Acordam na 3.ª Secção do Tribunal Constitucional

I. Relatório

1. No âmbito dos presentes autos, vindos do Tribunal da Relação de Lisboa, em que é recorrente A. e recorridos o Ministério Público e B., foi interposto recurso, ao abrigo da alínea b) do n.º 1 do artigo 70.º da Lei do Tribunal Constitucional (doravante, «LTC»), do acórdão proferido por aquele Tribunal em 21 de dezembro de 2021.

2. Por acórdão proferido pelo Juízo Central Criminal de Almada – Juiz 6, do Tribunal Judicial da Comarca de Lisboa, o ora recorrente foi condenado pela prática: (i) de um crime de homicídio qualificado, na forma tentada, previsto e punido pelos artigos 131.º, 132.º, n.ºs 1 e 2, alíneas h) e j), 22.º e 23.º, todos do Código Penal, na pena de cinco anos de prisão; e de (ii) um crime de detenção de arma proibida, previsto e punido pelo artigo 86.º, n.º 1 al. d), por referência aos artigos 2.º, n.º 1, alínea m), 3.º, n.º 2, alínea ab) e n.º 4.º, da Lei n.º 5/2006, de 23 de fevereiro, na redação decorrente da Lei n.º 50/2019, de 24 de julho, na pena de um ano de prisão. Em cúmulo jurídico, foi-lhe aplicada a pena única de cinco anos e quatro meses de prisão.

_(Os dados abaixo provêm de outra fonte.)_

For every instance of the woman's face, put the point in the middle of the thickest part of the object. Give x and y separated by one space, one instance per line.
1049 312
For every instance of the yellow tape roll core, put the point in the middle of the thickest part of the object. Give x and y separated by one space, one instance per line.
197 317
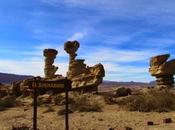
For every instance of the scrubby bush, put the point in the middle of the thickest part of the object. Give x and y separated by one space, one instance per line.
122 91
49 109
159 101
8 101
86 102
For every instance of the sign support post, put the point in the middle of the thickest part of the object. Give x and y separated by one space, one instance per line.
35 110
66 109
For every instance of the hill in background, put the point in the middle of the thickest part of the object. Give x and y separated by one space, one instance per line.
10 78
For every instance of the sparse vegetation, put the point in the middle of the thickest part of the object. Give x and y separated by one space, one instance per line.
122 91
49 109
23 127
86 102
6 102
159 101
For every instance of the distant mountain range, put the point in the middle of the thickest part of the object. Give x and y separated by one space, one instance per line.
131 83
6 78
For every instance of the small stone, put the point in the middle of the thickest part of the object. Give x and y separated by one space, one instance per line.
150 123
167 120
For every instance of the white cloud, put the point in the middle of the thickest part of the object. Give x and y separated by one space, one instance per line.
77 36
118 55
29 67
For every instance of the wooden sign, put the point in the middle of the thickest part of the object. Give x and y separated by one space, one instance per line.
63 85
46 84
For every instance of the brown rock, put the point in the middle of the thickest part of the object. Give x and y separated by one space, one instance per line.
50 69
163 70
79 73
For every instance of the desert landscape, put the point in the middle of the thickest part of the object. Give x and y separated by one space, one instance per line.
87 65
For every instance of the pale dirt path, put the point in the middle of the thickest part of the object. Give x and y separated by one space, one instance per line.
110 117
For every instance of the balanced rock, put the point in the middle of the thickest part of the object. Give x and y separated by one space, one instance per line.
163 70
79 73
50 69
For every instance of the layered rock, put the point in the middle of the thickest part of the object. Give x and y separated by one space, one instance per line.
79 73
50 69
163 70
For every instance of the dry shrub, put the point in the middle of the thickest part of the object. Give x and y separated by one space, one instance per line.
122 91
86 102
49 109
8 101
23 127
159 101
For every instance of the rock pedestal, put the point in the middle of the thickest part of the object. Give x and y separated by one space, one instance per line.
163 70
79 73
50 69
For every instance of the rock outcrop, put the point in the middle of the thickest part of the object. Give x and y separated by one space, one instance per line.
50 69
79 73
163 70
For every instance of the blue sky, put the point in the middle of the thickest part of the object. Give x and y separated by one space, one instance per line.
120 34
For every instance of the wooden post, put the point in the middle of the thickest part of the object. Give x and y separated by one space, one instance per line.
66 110
35 110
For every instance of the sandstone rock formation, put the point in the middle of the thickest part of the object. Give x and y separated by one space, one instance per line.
163 70
50 69
79 73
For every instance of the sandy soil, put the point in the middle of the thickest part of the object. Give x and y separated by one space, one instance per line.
111 117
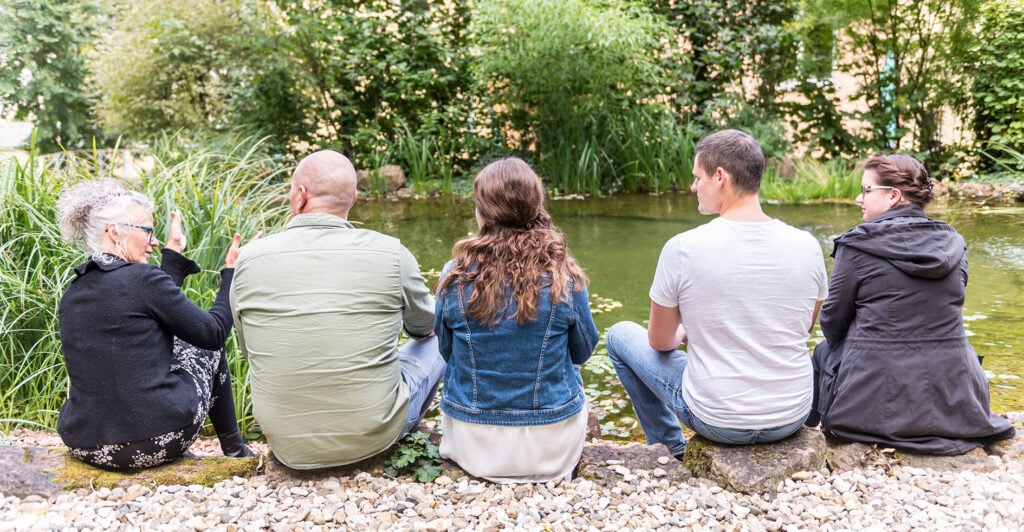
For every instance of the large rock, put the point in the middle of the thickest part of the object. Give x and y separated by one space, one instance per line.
47 472
756 469
30 471
608 463
391 176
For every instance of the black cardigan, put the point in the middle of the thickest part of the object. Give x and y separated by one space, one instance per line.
118 323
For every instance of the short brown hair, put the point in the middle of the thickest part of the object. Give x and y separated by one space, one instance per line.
737 153
905 173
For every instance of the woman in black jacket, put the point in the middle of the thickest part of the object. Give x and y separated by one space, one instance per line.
145 364
897 368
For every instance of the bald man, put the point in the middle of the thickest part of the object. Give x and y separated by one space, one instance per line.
318 309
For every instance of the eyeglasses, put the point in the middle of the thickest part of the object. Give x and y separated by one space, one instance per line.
867 188
148 230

Inconformado com esta decisão, recorreu para o Tribunal da Relação de Lisboa que, por acórdão proferido em 21 de dezembro de 2021, julgou o recurso parcialmente procedente. Dando «parcial razão ao arguido», único recorrente, o Tribunal da Relação considerou que «os factos provados demonstram a prática [...] de um crime de homicídio simples, sob a forma tentada, decaindo a qualificação», mas, «tendo em conta que o homicídio foi cometido com uma arma (faca de cozinha com lâmina superior a 10 cm)», que cumpria «agravá-lo nos termos do n.º 3, do art.º 86.º, da Lei n.º 5/2006, de 23 de Fevereiro». Em consequência desta dupla operação, o Tribunal da Relação reduziu para quatro anos e seis meses de prisão a pena aplicada pelo crime de homicídio na forma tentada, tendo ainda reduzido para seis meses a pena de prisão pela prática do crime de detenção de arma proibida e para quatro anos e oito meses de prisão a pena única aplicada por ambos os ilícitos.

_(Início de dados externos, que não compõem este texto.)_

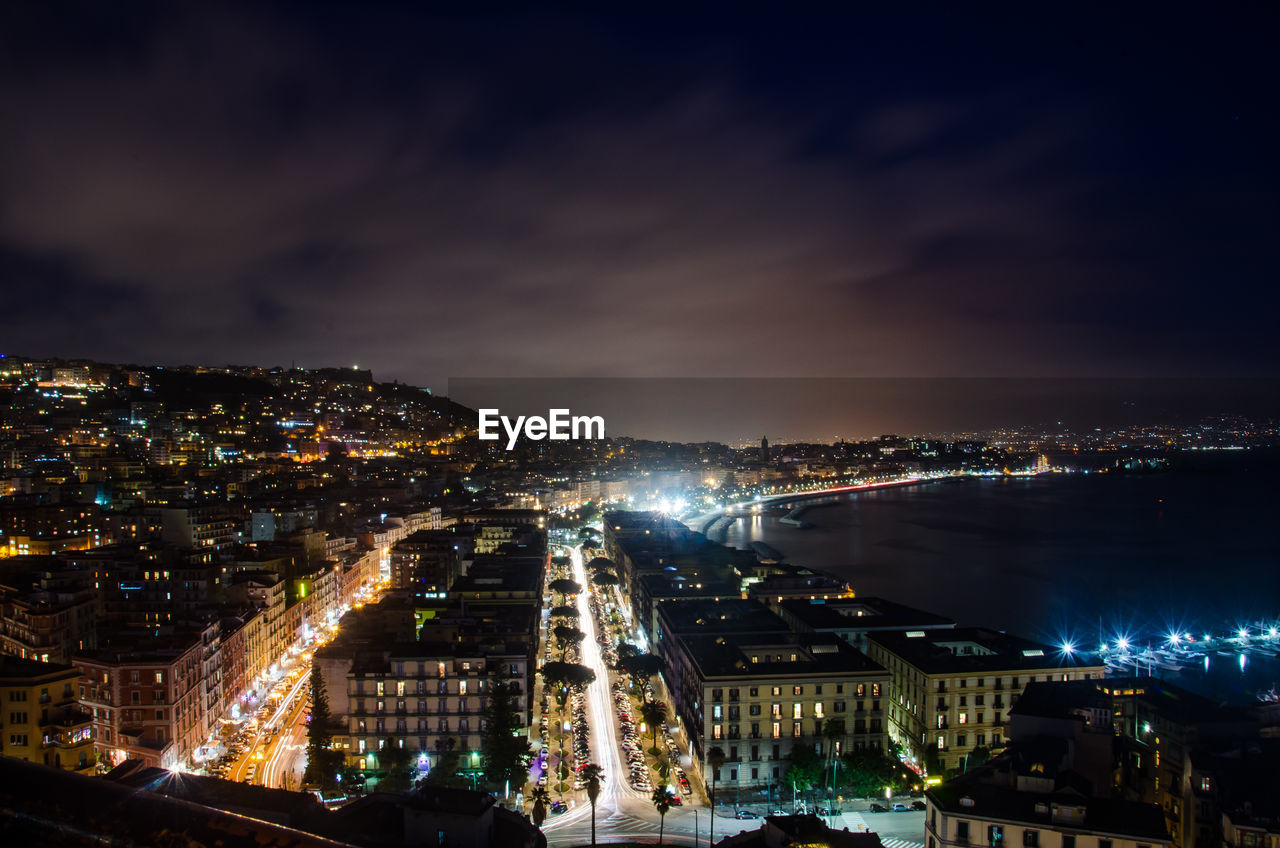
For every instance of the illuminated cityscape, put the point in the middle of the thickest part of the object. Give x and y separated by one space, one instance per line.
819 427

Novamente inconformado, o recorrente reclamou do aludido acórdão, imputando-lhe diversas nulidades e suscitando, entre outras, a inconstitucionalidade da «interpretação normativa dos artigos 409.º, 424.º e 428.º, todos do CPP, no sentido de ser admissível, nos casos em que o Arguido é o único recorrente, a aplicação pelo tribunal de recurso de agravante (in casu a prevista no artigo 86.º, n.º 3, da Lei 5/2006) não contemplada quer na acusação, quer na decisão proferida no tribunal a quo, por manifesta violação das garantias de defesa do Arguido, do seu direito ao recurso, e da estrutura acusatória do processo e proibição da reformatio in pejus, decorrentes do artigo 32.º, n.ºs 1 e 5 da Constituição da República Portuguesa» (154. da reclamação), bem como da «interpretação normativa retirada do artigo 424.º, n.º 3, do CPP, no sentido de que apenas nas situações de alteração de qualificação jurídica - e não na aplicação de agravante não anteriormente suscitada no processo - há o dever do tribunal notificar o arguido e dar-lhe oportunidade de se pronunciar, por violação das garantias de defesa do arguido e violação do direito ao contraditório, respetivamente previstos nos artigos 32.º, n.ºs 1 e 5 da Constituição da República Portuguesa» (171. da reclamação).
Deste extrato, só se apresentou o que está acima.